Trou Noir : Ses films étaient faits de peu, avec peu de moyens, c’était de la débrouille. Quelle était sa part de choix dans cette précarité ?
Gaël Lépingle : C’est une question complexe, il est difficile de répondre à sa place. Ce n’était clairement pas son choix. Il aurait voulu davantage travailler à l’intérieur du système et ses castings d’actrices en témoignent. Après il avait une grande impatience. Pour L’amour à la mer, voyant qu’il n’y aurait pas d’autre moyen que de faire ça avec des bouts de ficelles, avec un financement de court-métrage, il y a un choix effectivement de se dire : j’y vais de façon artisanale et puis on verra bien ce que ça donne. Mais bon, le film ne sortira pas en salles. Après ils font Au pan coupé avec la boîte de prod de Macha Méril, c’est avec trois francs six sous. Il s’adapte à la situation. Il est évident que c’est là qu’il a trouvé son originalité et son talent. C’est dans la contrainte qu’il a vraiment trouvé sa place. Il y a quand même un exemple c’est qu’en 1980, il se lance dans une grosse comédie avec Carole Lange, il y a un gros budget, des vedettes, et au bout de quelques jours de tournage il tombe malade et il part. Et clairement, ce n’était pas possible pour lui à cet endroit. Ça a été interprété par ses amis, ses proches, comme un aveu qu’il s’était trompé, c’était un mauvais endroit pour lui. C’est quelqu’un qui a brillé dans un à-côté, à une place d’artisan.

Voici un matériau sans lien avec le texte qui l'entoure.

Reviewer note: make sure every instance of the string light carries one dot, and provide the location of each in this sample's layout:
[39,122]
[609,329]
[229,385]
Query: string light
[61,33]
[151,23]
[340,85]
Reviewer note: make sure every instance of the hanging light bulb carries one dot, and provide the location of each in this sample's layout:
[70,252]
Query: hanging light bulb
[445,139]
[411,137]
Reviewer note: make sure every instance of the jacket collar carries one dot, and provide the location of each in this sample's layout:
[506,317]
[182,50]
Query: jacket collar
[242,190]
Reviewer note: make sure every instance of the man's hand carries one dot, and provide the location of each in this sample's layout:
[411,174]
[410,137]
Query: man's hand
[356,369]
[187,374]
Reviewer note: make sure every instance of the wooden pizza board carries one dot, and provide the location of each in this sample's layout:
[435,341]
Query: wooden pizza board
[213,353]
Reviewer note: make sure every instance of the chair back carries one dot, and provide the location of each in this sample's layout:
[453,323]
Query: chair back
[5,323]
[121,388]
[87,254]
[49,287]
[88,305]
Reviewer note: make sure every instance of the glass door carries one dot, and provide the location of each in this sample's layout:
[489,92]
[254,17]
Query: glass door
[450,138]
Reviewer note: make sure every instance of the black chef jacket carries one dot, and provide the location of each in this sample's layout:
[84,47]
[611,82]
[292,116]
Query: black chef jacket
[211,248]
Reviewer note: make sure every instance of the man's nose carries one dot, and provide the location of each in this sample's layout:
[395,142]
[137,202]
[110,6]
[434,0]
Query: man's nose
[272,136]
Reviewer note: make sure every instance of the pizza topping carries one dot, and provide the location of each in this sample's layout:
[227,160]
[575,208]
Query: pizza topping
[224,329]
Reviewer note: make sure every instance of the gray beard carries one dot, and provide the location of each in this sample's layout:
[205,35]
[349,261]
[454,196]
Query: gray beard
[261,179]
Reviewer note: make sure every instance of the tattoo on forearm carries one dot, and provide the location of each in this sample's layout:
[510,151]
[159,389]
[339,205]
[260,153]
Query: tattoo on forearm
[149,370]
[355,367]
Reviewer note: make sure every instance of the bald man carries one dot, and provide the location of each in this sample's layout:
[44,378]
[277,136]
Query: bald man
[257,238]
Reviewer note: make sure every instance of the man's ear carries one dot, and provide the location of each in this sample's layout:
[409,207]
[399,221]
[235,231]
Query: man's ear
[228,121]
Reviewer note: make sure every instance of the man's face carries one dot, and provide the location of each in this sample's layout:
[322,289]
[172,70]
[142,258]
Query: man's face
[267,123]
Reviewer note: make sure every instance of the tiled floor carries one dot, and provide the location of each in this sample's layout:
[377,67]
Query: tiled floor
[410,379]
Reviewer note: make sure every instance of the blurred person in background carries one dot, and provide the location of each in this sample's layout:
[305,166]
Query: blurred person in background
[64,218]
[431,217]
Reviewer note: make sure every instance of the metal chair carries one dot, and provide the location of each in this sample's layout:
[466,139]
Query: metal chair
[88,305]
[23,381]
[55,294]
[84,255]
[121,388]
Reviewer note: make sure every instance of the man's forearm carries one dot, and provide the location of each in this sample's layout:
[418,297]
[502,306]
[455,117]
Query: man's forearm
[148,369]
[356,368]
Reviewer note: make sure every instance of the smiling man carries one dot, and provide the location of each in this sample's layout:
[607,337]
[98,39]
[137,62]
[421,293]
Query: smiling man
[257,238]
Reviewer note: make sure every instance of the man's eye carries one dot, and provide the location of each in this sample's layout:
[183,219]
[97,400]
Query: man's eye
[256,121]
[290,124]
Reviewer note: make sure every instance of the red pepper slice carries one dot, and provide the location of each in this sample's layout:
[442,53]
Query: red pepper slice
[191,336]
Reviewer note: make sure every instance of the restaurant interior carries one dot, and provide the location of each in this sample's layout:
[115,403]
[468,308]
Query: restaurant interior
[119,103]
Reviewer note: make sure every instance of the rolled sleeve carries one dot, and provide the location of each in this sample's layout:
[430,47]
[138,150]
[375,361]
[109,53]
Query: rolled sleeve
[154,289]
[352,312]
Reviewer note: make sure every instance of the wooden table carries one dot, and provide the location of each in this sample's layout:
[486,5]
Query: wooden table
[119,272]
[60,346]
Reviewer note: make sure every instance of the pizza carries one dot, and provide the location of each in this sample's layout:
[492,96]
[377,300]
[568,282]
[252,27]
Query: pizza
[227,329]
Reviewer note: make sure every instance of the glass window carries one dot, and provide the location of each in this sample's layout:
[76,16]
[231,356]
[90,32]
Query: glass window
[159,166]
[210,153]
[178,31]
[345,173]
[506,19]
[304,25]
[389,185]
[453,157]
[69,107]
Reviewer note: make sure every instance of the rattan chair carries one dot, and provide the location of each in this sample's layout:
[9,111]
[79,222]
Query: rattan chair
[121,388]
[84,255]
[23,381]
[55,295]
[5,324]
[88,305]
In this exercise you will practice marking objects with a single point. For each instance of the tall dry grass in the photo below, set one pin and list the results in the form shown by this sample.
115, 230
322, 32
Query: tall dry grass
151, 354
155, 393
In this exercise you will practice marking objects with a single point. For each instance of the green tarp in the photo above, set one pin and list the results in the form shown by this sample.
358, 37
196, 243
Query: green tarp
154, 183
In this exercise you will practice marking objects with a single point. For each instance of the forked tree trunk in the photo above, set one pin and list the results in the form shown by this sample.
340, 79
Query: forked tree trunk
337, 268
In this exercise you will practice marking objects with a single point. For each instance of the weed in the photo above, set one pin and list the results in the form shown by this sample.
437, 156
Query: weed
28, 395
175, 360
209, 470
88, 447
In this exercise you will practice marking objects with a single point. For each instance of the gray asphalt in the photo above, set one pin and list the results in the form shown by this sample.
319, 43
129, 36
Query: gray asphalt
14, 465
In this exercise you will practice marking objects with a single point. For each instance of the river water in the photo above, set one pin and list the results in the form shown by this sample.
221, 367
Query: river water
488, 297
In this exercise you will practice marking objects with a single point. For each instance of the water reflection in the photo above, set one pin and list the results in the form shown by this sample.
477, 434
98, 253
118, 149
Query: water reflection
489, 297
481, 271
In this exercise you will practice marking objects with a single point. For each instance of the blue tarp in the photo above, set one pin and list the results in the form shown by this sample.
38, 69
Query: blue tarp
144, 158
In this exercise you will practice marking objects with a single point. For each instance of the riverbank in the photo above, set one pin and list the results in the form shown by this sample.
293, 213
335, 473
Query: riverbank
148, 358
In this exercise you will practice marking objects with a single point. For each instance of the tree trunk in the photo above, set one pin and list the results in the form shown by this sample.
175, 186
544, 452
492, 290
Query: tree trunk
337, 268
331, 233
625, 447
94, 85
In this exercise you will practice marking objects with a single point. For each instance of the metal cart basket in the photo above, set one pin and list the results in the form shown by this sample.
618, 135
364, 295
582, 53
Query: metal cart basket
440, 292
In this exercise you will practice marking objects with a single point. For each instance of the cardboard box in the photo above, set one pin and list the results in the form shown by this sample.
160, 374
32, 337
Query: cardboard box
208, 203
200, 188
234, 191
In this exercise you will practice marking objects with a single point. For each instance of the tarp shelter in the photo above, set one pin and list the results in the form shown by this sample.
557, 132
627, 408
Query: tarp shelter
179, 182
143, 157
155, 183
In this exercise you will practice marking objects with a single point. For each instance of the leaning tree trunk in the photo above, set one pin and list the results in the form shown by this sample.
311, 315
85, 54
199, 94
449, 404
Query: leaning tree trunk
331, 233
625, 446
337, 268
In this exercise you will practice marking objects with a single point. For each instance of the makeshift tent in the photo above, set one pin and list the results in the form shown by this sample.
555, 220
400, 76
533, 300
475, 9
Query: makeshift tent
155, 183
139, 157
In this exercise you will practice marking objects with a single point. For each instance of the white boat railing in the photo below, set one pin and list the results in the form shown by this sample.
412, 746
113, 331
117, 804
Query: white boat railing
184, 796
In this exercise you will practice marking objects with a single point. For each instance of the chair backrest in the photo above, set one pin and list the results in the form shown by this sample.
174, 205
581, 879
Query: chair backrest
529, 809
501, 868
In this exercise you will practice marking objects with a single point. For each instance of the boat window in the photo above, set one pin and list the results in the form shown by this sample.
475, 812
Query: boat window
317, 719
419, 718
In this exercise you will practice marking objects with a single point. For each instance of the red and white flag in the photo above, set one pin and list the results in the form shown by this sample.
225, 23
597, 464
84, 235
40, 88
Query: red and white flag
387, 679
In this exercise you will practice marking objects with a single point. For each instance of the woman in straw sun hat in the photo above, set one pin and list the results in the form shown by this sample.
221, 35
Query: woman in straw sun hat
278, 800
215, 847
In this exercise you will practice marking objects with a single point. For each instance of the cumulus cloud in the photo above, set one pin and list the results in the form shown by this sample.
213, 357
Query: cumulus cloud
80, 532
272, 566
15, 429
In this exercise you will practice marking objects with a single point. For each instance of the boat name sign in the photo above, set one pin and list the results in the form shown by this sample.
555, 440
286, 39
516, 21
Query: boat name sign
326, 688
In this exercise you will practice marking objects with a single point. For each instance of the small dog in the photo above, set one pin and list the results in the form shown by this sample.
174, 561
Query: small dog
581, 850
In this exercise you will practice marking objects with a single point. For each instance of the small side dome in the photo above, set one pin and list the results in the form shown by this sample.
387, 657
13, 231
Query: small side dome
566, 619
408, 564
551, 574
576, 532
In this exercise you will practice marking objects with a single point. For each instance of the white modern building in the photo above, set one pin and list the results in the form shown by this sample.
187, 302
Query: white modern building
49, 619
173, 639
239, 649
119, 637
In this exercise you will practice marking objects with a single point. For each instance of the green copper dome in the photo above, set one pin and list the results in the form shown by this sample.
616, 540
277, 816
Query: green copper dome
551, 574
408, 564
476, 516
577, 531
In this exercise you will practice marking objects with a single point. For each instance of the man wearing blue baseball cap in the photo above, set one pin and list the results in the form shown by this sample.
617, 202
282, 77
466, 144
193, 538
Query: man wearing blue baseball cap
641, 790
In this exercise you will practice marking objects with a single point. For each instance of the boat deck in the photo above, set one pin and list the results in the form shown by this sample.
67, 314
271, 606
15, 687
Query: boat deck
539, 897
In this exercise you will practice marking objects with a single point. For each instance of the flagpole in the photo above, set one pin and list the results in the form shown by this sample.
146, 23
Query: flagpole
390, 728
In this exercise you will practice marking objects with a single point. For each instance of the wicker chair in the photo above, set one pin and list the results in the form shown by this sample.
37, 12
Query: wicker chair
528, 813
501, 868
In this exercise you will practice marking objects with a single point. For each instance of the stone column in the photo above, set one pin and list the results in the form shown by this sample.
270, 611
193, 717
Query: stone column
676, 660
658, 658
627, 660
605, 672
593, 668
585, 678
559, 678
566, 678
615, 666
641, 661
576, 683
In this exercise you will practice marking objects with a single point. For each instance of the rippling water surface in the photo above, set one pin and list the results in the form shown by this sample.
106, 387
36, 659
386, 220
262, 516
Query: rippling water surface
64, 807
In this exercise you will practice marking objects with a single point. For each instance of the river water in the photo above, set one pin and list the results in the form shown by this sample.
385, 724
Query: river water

Entretien réalisé par Mickaël Tempête.
Infos sur la rétrospective Guy Gilles à Paris :
Pour en savoir plus sur Guy Gilles :
[1] Diagonale est une maison de production fondée par Paul Vecchiali en 1976 ; c’était aussi une troupe, un style prenant appui sur une petite économie. Plusieurs cinéastes y sont passés en plus de Paul Vecchiali : Jean-Claude Biette (le Théâtre des matières), Jean-Claude Guiguet (les Belles Manières), Noël Simsolo (Cauchemar), Marie-Claude Treilhou (Simone Barbès ou la vertu), etc.
[2] Le cinéaste Robert Bresson attribuait le terme de « modèle » plutôt que celui de « comédien » pour définir ceux qui interprétaient des personnages dans ses films. Le jeu qui leur était exigé devait se débarrasser toute personnalité et des tics de cinéma ou de théâtre, pour adopter une lecture des textes la plus neutre possible.